In Italia il processo sarà lento e difficoltoso. Gli italiani non sono persone che accettano di buon grado cambiamenti radicali come quello rappresentato dalla “scomparsa” del posto fisso in favore di un mercato del lavoro flessibile e dinamico che fa storcere il naso ai più. L’obiezione che viene mossa sempre è “Vallo a dire alla banca che il posto di lavoro fisso è monotono/il lavoro dinamico è una risorsa”. Le loro ragioni sono innegabilmente valide, quando fanno questa osservazione eppure…Eppure anche con la situazione odierna il posto di lavoro fisso è ormai scomparso.

Personalmente, preferirei avere dei contratti a termine che permettano di trovare un lavoro senza ritrovarsi con l’acqua alla gola, preferirei avere un mercato del lavoro che mi permetta, in tempi ragionevoli, di rientrare in esso. Preferisco fare lavori diversi, ma lavorare, rispetto al non lavorare affatto. Insomma, se per poter lavorare i primi anni, dovrò rinunciare al posto di lavoro fisso, ben venga questa rinuncia.
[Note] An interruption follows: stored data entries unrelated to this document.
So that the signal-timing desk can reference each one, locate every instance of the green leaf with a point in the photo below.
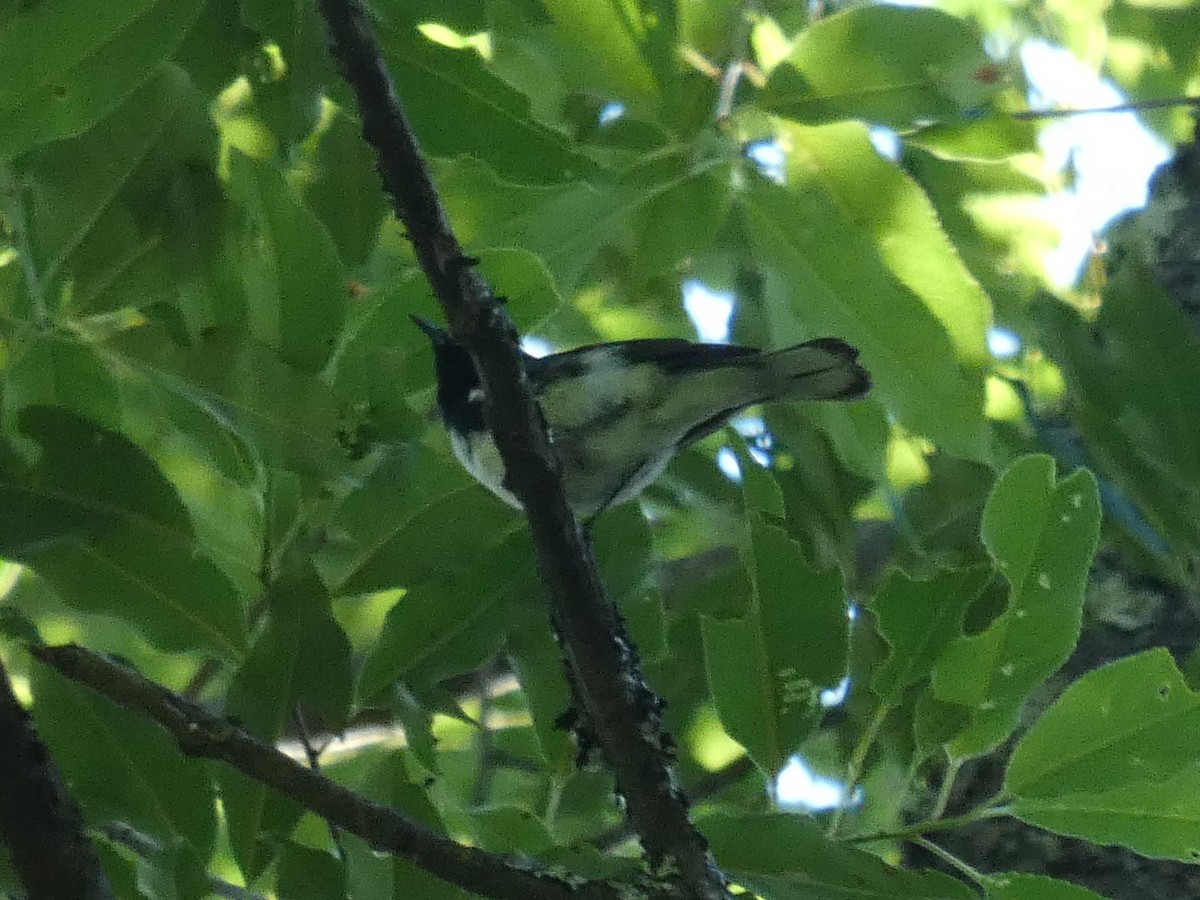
(995, 215)
(375, 876)
(1126, 723)
(57, 369)
(85, 204)
(882, 64)
(567, 225)
(408, 523)
(492, 121)
(1156, 819)
(789, 858)
(291, 268)
(100, 523)
(538, 660)
(918, 619)
(826, 276)
(612, 35)
(301, 658)
(455, 622)
(1135, 415)
(1017, 886)
(342, 186)
(123, 767)
(280, 414)
(893, 210)
(288, 95)
(510, 829)
(307, 874)
(1042, 535)
(66, 69)
(767, 669)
Tra l’altro, il cambiare lavoro con una certa frequenza, ha degli innegabili vantaggi:

– Permette di avere svariate esperienze lavorative, in svariati campi.
– Si possono ricoprire più ruoli indifferentemente
– Si è in grado di capire dove le proprie capacità vengono meglio sfruttate e, questo, permette di restringere (col passare del tempo) le cerchie delle possibili scelte ai lavori che più si confanno alle nostre capacità.
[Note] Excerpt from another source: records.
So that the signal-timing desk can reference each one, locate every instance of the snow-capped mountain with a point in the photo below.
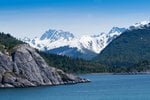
(65, 43)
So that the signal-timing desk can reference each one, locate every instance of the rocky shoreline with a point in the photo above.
(24, 67)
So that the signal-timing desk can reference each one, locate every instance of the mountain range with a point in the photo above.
(132, 47)
(65, 43)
Per concludere quindi, mi sento di ribadire: meglio avere un lavoro con scadenze determinate e la sicurezza di rientrare nel mercato del lavoro in tempi ragionevoli che rimanere col sistema attuale in cui, comunque, il posto fisso non esiste e (soprattutto) non vi è la certezza che un posto di lavoro venga trovato se non dopo troppo, troppo tempo.

Con questo, chiudo.

Cya.

3 commenti

Archiviato in Politica & Società, Riflessioni

3 risposte a “La monotonia del posto fisso

  1. Questo post torno a leggerlo più tardi. Cià.🙂

  2. Ti dirò, in Norvegia è più o meno come in Danimarca e mi permetto di approfondire leggermente quanto detto da te:
    – in Norvegia i ragazzi iniziano a lavorare da quando hanno 15/16 anni a fare lavoretti del cazzo che comunque danno soldi: vuol dire che oltre ad avere un introito si rendono utili alla società. Questi lavoretti ovviamente sono a tempo determinato (lavoro d’estate, per esempio)
    – Con questi lavori bisogna andare all’ufficio delle tasse per ottenere una “skattekort” ovvero una “carta delle tasse” dove, in base al reddito annuale, ti viene tolta una certa percentuale: per il norvegese normale, se guadagni meno di 39500 corone circa (intorno ai 5200 euro) annuali non paghi tasse, se no si aggirano intorno al 20%. Ovviamente per i lavori più seri la trattenuta è la tipica scandinava, intorno al 50%.
    – oltre a ciò per i ragazzi che vanno alle superiori lo stato da dei soldi che sono inversamente proporzionali al reddito dei genitori e tengono conto di varie cose come per esempio se ti sei dovuto trasferire per andare a scuola (qua nel Finnmark, dove ci sono comuni da 3000 abitanti, non vale la pena di costruire scuole superiori) e cose del genere. In ogni caso lo stato paga per il computer che si usa per la scuola, alla fine esci dalle superiori con un portatile non fantastico ma comunque degno di rispetto.

    • Grazie per i dati aggiuntivi che non potevo avere se non chiedendoteli (ma mentre lo scrivevo non c’eri) o spulciando google (ed era fuori discussione).